Drug Legalization Would Be 'Catastrophe', Says Ex-White House Drug Spokesman Bob Weiner; Drugs Have Not 'Won The War'; Op-ed Letter in New York Times

/PRNewswire/ -- Former White House Drug Policy Spokesman Robert Weiner is attacking the arguments of the most recent drug legalization advocates: "They invite a catastrophe of greater drug use, car crashes, school and work dropouts, hospital emergency room cases, and crime including domestic violence and date rape."

Weiner, the spokesman for the White House National Drug Policy Office from 1995 to 2001, states in an op-ed letter today in the New York Times:

"Legalization would be a catastrophe. (Some) use the analogy of legal alcohol. But we have an estimated 15 million alcoholics in this country and 5 million drug addicts; do we want the 5 to become 15?
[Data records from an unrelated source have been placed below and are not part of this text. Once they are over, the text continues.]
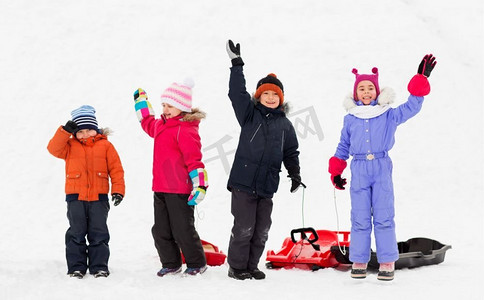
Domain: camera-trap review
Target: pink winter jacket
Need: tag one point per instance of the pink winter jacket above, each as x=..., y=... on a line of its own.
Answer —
x=177, y=151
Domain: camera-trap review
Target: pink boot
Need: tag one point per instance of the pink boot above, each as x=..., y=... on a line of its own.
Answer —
x=386, y=271
x=358, y=270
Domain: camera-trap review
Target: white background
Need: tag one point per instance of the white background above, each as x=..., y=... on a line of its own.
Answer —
x=57, y=55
"Parents, police and the American people know that taking away the incentive of the normative power of the law would increase drug use and related car crashes, school dropouts and work absences. That is why the law has remained in place.
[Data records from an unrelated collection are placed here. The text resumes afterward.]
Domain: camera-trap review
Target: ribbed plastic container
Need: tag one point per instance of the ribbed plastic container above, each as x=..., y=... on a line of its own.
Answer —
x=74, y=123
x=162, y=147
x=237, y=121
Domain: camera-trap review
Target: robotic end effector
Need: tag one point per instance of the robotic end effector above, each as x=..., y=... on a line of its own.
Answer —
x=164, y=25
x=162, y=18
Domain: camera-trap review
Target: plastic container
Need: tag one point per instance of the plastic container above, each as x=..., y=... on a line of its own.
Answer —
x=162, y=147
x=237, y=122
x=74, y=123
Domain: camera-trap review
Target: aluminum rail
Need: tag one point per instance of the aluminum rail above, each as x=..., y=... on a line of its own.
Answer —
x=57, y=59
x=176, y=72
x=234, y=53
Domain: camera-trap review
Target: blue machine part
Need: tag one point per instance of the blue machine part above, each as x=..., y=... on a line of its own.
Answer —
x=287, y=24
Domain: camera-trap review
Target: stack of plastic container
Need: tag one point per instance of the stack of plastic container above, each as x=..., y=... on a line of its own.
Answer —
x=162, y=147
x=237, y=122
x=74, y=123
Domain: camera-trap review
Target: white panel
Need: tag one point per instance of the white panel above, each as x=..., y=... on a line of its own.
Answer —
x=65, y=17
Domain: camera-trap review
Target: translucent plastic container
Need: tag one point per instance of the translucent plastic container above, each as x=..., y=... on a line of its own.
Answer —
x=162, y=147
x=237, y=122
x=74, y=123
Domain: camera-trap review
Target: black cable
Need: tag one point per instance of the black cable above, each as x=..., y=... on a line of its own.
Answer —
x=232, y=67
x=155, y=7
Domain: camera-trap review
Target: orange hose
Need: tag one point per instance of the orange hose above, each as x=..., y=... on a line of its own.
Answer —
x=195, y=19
"Hospital emergency rooms would be flooded, and crime would return to the crisis levels of the 1970s and '80s, when drug use was at its highest. Domestic violence and date rape would be substantially higher. The majority of arrestees in 10 major American cities recently tested positive for illegal drugs, a remarkable indicator of a link between drugs and crime.

"I disagree with those who assert that drugs have 'won the war.' With a comprehensive anti-drug strategy in place, involving foreign policy, enforcement, education, treatment, prevention and media, America's overall drug use has declined almost by half in the past three decades -- from 14.1 percent of the population in 1979 to 8.3 percent now -- who used drugs in the past month. In addition, cocaine use, including crack -- the source of much of the former record-high violent crime numbers -- is down 70 percent. Want to go back?

"The new director of the Office of National Drug Control Policy, R. Gil Kerlikowske, and another recent drug czar, Gen. Barry McCaffrey, are both correct that we must remove the phrase 'war on drugs' and fight drugs like a cancer, which can be managed and treated."